Interestingly, Tito has never become a frequent butt of jokes, neither during his life or posthumously – perhaps not just on account of the threatened sanctions but also because of the universal respect and even admiration that he garnered, even among those who did not love him. Brioni and its lavish, ridiculous presidential mansions never became targets of jests or investigation, despite the common knowledge that the island was just one part of a network of palaces, mansions and other buildings complete with curtained private suites and well-laid tables, that Tito maintained throughout his realm from Slovenia in the north to Macedonia in the south. These included a huge, posh nuclear shelter built under the Bosnian town of Konjic. (Throughout the works, the locals pretended not to notice what was going on underneath, sleeping peacefully and working diligently amid a dreadful din of drills and heavy machinery.) Last but not least among Tito’s hideouts to be mentioned here is the medieval castle still standing perched on a hill near Kranj, which your author had, for most of his military service, the good fortune to personally guard in command of a squad armed with YU-issue Kalashnikovs. The majority of Tito’s more than twenty installations were built by prisoners well-versed in the art of breaking up rocks. With the exception of Plavi voz, the Blue Luxury Train, and a luxury boat named Galeb or Seagull (which somehow escaped the fate of being converted into a discotheque and, as recently as a few years ago, was seen rusting and rotting on the shore), most of these relics are empty ghost houses today, where the draught whistles freely through the broken windows. As in Brioni, everything moveable has long since been sawn off, unscrewed, dug out or carted off as booty by nearby residents.

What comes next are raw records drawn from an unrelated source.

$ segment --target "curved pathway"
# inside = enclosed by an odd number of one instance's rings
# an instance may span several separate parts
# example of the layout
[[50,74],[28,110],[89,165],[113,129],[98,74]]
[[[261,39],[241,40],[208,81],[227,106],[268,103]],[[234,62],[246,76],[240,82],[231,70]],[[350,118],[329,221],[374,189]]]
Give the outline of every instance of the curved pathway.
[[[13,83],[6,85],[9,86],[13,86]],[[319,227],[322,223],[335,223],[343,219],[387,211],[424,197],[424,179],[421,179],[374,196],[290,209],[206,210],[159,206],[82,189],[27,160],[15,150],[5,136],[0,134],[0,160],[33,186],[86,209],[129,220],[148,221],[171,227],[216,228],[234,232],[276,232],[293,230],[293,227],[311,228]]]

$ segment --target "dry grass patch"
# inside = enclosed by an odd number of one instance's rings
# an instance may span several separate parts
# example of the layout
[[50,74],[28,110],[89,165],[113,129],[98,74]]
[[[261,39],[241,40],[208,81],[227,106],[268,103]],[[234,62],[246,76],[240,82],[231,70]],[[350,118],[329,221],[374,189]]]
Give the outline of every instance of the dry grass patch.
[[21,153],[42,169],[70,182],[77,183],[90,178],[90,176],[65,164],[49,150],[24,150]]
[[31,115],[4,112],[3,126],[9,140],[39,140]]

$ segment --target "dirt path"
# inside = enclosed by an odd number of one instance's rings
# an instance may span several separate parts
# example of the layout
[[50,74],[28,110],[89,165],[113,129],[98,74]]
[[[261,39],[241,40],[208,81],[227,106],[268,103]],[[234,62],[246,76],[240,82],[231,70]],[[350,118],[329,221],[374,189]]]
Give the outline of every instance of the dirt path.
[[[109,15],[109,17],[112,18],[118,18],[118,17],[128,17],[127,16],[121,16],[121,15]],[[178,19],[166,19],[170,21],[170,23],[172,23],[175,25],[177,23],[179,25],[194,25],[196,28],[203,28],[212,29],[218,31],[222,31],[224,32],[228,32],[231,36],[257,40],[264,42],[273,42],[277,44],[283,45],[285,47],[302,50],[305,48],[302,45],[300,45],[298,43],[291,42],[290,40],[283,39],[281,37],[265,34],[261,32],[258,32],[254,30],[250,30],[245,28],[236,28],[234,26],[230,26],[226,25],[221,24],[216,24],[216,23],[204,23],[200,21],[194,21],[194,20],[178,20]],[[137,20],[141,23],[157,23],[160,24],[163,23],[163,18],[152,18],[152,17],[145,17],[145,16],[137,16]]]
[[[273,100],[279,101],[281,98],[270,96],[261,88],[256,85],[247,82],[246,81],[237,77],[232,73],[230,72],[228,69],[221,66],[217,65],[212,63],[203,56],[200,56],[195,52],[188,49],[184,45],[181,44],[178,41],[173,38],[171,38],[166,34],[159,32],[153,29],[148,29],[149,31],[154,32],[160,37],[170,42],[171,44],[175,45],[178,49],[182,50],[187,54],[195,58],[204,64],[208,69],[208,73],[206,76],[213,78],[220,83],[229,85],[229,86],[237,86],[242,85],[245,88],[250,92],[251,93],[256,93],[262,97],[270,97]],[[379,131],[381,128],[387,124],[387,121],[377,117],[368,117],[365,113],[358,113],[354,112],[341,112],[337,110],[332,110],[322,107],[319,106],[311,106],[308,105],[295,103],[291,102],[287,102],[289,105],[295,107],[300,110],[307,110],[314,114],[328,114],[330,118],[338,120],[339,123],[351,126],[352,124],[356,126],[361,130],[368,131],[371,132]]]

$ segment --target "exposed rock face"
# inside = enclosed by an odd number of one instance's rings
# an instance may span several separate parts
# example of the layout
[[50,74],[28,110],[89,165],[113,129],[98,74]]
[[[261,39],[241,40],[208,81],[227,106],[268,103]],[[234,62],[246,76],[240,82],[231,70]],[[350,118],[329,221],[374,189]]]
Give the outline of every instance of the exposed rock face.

For an ending to this reminiscence, one could do worse than recall the curious fact that Josip Broz Tito, the man who while alive aspired to the riches of Croesus, did not bestow a single farthing to his relatives in his will. He left behind all the properties to the state or, rather, the states of the former Yugoslavia, which obviously did not, and for the most part still do not know what on earth to do with them. Ravaged, run-down or blown up (the one in Belgrade was bombed by NATO), they remain essentially consigned to obscurity and helpless oblivion. The massive shortage of funds needed for their renovation or demolition only serves to perpetuate their pathetic bafflement.